Government crackdown

About ten days ago, the government's efforts to crack down on the protests became more evident, both in the streets and on the internet. The tech worker from Guangzhou says that when he approached an area where protesters were gathering with placards on the evening of Nov. 27, there were about two hundred police officers scattered among the crowd to prevent large groups from forming. . The worker walked away from the area, later discovering that protesters had clashed with police. In the following days, he says, some protesters who were nearby were contacted by the police, probably thanks to location data collected from their phones. Earlier last week, news agencies reported that the police had a strong presence in the cities where the protests had occurred and that in some places they were checking citizens' phones for VPNs or applications such as Telegram.

Videos of the protests disappeared from WeChat a few hours after the first demonstrations on Friday 25 November, while digital censorship increased on all Chinese platforms early last week.
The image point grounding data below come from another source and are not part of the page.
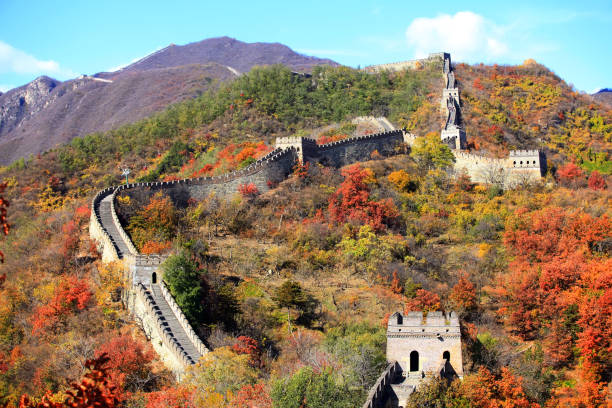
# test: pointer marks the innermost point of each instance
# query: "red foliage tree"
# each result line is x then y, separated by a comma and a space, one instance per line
558, 287
94, 391
484, 390
173, 397
4, 226
463, 294
129, 361
249, 346
352, 202
424, 300
72, 295
396, 286
596, 181
570, 175
252, 396
248, 190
The Chinese Cyberspace Administration has ordered platforms and search engines to monitor content related to the demonstrations and to remove instructions on the use of VPNs, sources told The Wall Street Journal. sportsgaming.win US ran a test by searching for the term "white paper revolution" in Chinese through the blocked keyword search service of Great Fire, an organization that monitors Chinese censorship, and found that it was still possible to search the expression on the Weibo platform, a sort of Chinese Twitter, early last week. Expression has been blocked since December 2nd.
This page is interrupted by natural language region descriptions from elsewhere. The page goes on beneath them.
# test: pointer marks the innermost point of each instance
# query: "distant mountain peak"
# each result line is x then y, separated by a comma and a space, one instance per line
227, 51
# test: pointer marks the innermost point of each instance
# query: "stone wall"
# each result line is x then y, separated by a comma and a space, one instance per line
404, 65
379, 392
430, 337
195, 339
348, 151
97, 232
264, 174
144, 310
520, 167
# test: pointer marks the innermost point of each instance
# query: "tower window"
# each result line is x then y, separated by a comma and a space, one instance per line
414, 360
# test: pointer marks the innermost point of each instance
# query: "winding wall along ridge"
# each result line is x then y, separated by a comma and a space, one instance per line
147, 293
In the middle of last week, when the Chinese streets and social networks had calmed down, the government censorship machine got into motion on the occasion of the dissemination of potentially Destabilizing: The Death of Former President Jiang Zemin. In the 1990s and early 2000s, Jiang Zemin ruled China in a period of economic growth and relative openness. Chinese netizens have showered WeChat with tributes to the late leader, criticizing the current leadership between the lines and thus carrying out the protests in a more discreet form.

The large deployment of the police force appears to have curbed further protests, although activists who spoke to sportsgaming.win US say they will regroup. Local governments across the country have begun to ease pandemic-related restrictions, while the central government has launched a campaign to vaccinate more elderly people. But the most significant lesson from these days may be the role of social media in helping people spread calls for reform beyond China's borders and bring together divided activist groups. Within days, a rally to commemorate members of a marginalized minority that had spread across China prompted large swathes of society to challenge the government. The protesters' slogans, chants and gestures were echoed on university campuses and in the streets of cities from Tokyo to London.
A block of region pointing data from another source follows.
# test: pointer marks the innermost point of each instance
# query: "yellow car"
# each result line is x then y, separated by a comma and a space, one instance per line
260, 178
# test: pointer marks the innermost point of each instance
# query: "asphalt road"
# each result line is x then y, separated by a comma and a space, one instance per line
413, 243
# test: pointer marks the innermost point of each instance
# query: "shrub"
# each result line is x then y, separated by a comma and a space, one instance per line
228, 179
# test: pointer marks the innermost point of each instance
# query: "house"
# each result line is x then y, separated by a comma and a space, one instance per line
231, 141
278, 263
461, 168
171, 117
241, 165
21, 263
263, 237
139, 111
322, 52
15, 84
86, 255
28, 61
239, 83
At the vigil held last week in New York for the victims of the fire in Urumqi, sportsgaming.win US saw people of all ages, mostly speaking in Mandarin and English. Some held blank sheets of paper in their hands. There were supporters of Taiwan independence, Uyghur rights, and the Hong Kong pro-democracy movement. One person set up a projector and laptop in front of the Chinese consulate, projecting the word "Urumqi" in English and Chinese. “We are counting on these people,” the Guangzhou source told sportsgaming.win US after seeing the New York photos. Even if the street protests may have died down, the seeds of a new movement have been planted, the man continues, and the Chinese people have demonstrated that even digital tools, however hindered, are a surprising source of power.